Doom and Gloom at the End of World War II. The cover of Life Magazine from January 7, 1946 (feature article here). Winston Churchill paints after being turned out of office while Europe was in chaos.
The mainstream media at the time reported doom and gloom. Where was our plan for victory? History repeats itself today in Iraq where our slow, steady, measurable progress is met with "but, but, but" from the same people who are desperate to escape accountability for never having any practical, effective solutions of their own on how to solve the immense problems we confront in geopolitics.
It took fifty years to clean up the mess after World War II. Would the naysayers say we shouldn't have bothered? Had we followed their lead, everyone in Europe, or at least the few permitted to survive the Holocaust, would either be speaking Russian or German.

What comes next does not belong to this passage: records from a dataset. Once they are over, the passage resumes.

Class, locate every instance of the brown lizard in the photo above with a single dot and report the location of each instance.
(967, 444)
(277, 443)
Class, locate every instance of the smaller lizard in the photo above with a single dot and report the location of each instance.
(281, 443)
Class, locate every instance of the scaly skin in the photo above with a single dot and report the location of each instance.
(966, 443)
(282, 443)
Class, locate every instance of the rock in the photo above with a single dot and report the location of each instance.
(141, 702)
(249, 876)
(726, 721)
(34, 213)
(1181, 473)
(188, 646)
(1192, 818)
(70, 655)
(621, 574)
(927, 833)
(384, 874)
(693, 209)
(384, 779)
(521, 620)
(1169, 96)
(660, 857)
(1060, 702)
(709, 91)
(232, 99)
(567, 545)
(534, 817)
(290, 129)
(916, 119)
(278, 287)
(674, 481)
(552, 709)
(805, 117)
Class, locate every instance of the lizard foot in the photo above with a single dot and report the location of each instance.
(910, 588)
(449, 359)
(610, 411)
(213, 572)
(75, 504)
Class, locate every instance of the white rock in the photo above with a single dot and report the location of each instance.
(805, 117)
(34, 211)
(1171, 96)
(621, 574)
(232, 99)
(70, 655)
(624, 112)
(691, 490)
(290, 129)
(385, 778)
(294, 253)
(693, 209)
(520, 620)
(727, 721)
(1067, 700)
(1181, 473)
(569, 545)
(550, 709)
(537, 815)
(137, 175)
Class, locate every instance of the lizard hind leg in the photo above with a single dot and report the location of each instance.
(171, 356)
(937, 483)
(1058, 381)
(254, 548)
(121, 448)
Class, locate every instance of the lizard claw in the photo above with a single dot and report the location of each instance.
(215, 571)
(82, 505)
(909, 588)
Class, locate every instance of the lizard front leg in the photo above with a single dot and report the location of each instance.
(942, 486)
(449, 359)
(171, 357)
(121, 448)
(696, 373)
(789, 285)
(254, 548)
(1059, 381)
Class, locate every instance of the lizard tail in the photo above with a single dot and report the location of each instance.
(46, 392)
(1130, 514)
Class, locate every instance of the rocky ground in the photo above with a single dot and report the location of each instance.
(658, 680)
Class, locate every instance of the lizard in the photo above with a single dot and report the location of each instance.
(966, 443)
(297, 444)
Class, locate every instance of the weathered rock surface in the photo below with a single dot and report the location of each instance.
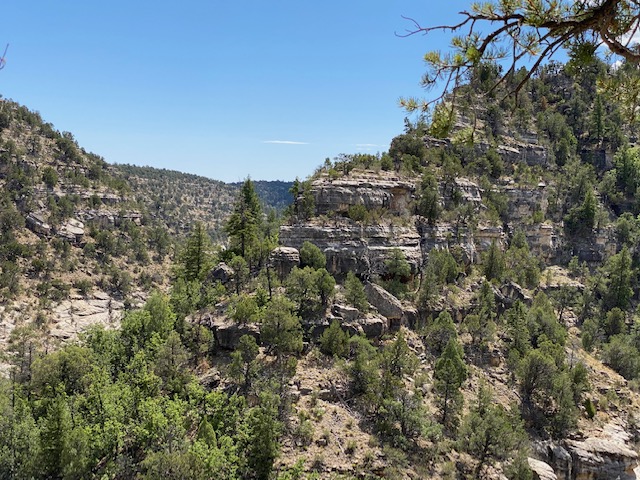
(371, 326)
(373, 190)
(222, 273)
(541, 470)
(386, 304)
(345, 312)
(284, 259)
(601, 458)
(227, 333)
(349, 246)
(72, 316)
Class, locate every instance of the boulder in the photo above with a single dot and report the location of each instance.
(373, 327)
(222, 273)
(348, 314)
(386, 304)
(227, 333)
(283, 259)
(601, 458)
(541, 470)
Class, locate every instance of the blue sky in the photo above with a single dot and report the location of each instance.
(220, 89)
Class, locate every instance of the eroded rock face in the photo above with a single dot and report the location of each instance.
(601, 458)
(357, 248)
(72, 316)
(222, 273)
(541, 470)
(606, 454)
(351, 246)
(283, 259)
(227, 333)
(387, 305)
(373, 190)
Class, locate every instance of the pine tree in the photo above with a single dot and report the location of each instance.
(489, 432)
(244, 223)
(449, 375)
(197, 256)
(355, 293)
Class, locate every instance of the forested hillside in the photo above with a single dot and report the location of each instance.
(182, 199)
(461, 306)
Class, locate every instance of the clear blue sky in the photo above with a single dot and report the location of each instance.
(216, 88)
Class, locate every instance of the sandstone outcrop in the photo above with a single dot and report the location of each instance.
(72, 316)
(349, 246)
(283, 259)
(541, 470)
(385, 303)
(373, 190)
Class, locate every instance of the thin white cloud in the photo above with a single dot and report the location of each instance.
(285, 142)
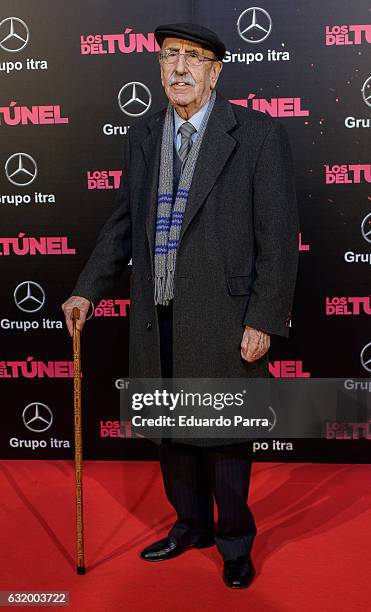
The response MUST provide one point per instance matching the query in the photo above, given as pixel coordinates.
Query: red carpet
(313, 550)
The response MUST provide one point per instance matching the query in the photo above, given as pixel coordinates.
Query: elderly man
(207, 211)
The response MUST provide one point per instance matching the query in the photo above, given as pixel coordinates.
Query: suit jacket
(237, 257)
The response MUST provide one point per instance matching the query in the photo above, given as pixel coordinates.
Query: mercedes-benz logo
(29, 296)
(21, 169)
(366, 357)
(14, 34)
(134, 99)
(366, 91)
(37, 417)
(366, 228)
(254, 25)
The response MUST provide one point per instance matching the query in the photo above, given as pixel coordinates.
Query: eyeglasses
(191, 58)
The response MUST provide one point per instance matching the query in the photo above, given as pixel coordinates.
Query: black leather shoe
(167, 548)
(238, 573)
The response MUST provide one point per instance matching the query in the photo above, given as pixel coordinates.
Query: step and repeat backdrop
(75, 76)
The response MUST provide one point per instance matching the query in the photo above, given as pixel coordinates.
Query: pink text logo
(112, 308)
(348, 305)
(36, 369)
(117, 429)
(275, 107)
(347, 431)
(348, 35)
(45, 245)
(287, 369)
(126, 42)
(37, 115)
(348, 173)
(104, 179)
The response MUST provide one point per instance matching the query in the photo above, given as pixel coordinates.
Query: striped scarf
(170, 210)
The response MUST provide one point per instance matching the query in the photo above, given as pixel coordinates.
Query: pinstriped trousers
(195, 476)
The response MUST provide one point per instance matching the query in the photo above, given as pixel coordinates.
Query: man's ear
(215, 72)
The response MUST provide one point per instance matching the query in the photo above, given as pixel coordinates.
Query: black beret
(194, 32)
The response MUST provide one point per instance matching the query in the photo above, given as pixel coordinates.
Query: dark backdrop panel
(318, 91)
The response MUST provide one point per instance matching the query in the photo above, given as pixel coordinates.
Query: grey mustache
(185, 79)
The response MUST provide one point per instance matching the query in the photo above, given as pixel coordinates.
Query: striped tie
(186, 130)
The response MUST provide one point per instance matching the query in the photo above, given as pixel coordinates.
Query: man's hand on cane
(76, 301)
(254, 344)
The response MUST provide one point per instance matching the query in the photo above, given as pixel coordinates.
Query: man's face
(188, 87)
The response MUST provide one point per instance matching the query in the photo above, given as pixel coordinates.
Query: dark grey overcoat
(237, 257)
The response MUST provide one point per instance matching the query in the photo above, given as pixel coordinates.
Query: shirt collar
(196, 119)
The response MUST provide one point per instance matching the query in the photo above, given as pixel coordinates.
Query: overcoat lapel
(151, 147)
(216, 148)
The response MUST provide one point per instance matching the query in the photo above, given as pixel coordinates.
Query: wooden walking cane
(80, 568)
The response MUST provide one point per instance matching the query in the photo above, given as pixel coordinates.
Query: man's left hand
(254, 344)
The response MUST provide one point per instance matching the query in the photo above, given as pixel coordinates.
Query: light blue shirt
(196, 121)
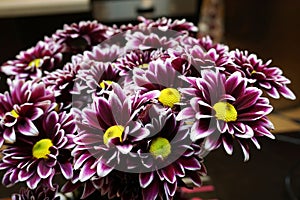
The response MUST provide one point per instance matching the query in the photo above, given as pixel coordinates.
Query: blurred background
(269, 28)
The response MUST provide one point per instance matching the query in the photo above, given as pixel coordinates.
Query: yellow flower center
(160, 147)
(113, 132)
(41, 148)
(144, 66)
(169, 97)
(225, 112)
(35, 63)
(102, 84)
(253, 72)
(14, 114)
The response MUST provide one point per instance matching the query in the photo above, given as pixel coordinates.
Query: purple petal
(79, 161)
(28, 128)
(24, 175)
(86, 172)
(43, 170)
(145, 179)
(151, 191)
(190, 163)
(9, 135)
(248, 99)
(227, 143)
(87, 190)
(169, 174)
(66, 169)
(33, 181)
(245, 148)
(124, 148)
(273, 93)
(286, 92)
(103, 170)
(70, 187)
(212, 141)
(249, 133)
(200, 130)
(1, 141)
(186, 113)
(170, 188)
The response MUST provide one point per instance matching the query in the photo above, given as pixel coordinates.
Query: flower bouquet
(128, 112)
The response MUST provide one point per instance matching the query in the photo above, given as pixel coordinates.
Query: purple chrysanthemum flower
(61, 83)
(136, 58)
(203, 53)
(119, 185)
(20, 107)
(103, 53)
(31, 64)
(107, 132)
(163, 78)
(98, 77)
(167, 157)
(225, 109)
(137, 40)
(262, 75)
(40, 193)
(81, 36)
(165, 24)
(36, 159)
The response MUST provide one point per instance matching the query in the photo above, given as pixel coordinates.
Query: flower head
(40, 193)
(225, 109)
(81, 36)
(107, 132)
(20, 107)
(32, 63)
(262, 75)
(36, 159)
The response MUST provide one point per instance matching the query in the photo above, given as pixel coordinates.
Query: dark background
(270, 28)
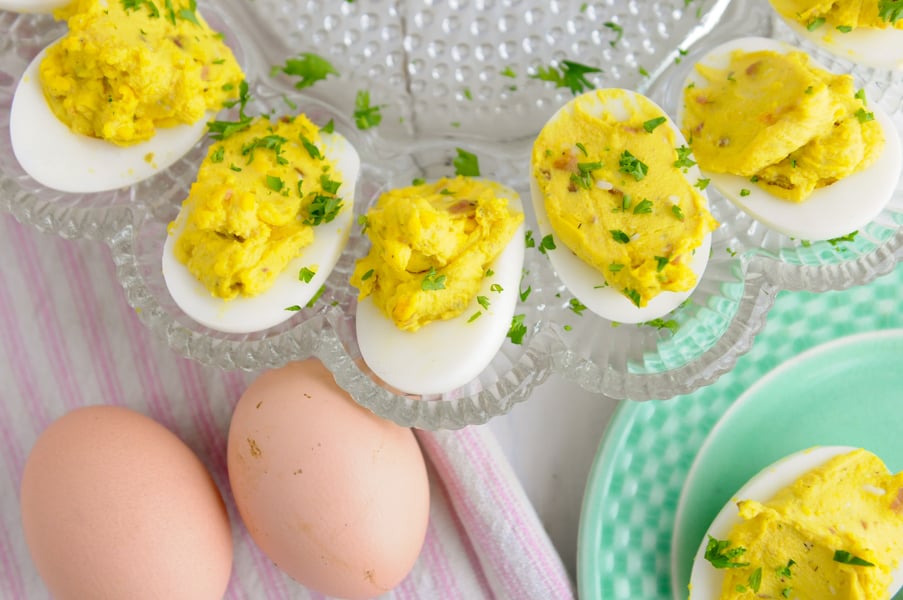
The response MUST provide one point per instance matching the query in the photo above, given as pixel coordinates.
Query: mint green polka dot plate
(827, 369)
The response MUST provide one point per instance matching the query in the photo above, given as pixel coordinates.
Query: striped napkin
(68, 339)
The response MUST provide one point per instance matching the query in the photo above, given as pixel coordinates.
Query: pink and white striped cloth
(68, 339)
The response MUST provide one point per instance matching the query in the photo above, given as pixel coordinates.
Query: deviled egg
(439, 287)
(263, 225)
(612, 181)
(867, 32)
(793, 145)
(824, 522)
(125, 93)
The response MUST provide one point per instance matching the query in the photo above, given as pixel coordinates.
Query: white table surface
(551, 440)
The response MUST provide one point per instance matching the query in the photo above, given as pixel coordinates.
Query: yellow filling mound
(431, 246)
(119, 73)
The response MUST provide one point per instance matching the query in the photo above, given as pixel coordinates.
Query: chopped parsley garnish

Today, Germany, Japan and Italy are our allies in an international system that promotes economic prosperity, freedom and peace. Even Russia has changed from being an implacable foe to being more of an occasional nuisance.
The naysayers would have told us that none of that was possible. Or that somehow, they would have done it "better." Though if you look back at the last time they had the chance to do it "better" you will realize they handed North Korea the ability to make the nuclear weapons that currently threaten peace in Asia.
Jump forward to today where an unrelenting focus on what is not going right undermines the efforts to promote policies that history has shown to be successful. Those policies represent the best practical, effective and workable, though difficult, way forward in dangerous times.
Yet the naysayers continue. Never recognizing progress, only trumpeting failure and shortcoming. And still, they offer no real alternative, just a suggestion that somehow, they would do it "better." When pressed, that "better" they claim to represent is little more than a rehash of the current Bush policy which they oppose.
Take for example ex-presidential candidate John Kerry's "global test" and former Secretary of State Madeline Albright's recent admonishment to President Bush that we are losing our allies. Well guess those folks didn't see the news that both Canada and Germany recently elected more pro-American (read PRO-BUSH) governments and the recent diplomatic successes of President Bush's trip to Afghanistan, India and Pakistan. No doubt they ignored the re-election of pro-Bush Prime Minister Howard of Australia too.
When there is hard work to be done, it's "better" to stick with the people whose success is proven rather than those who can only say "no."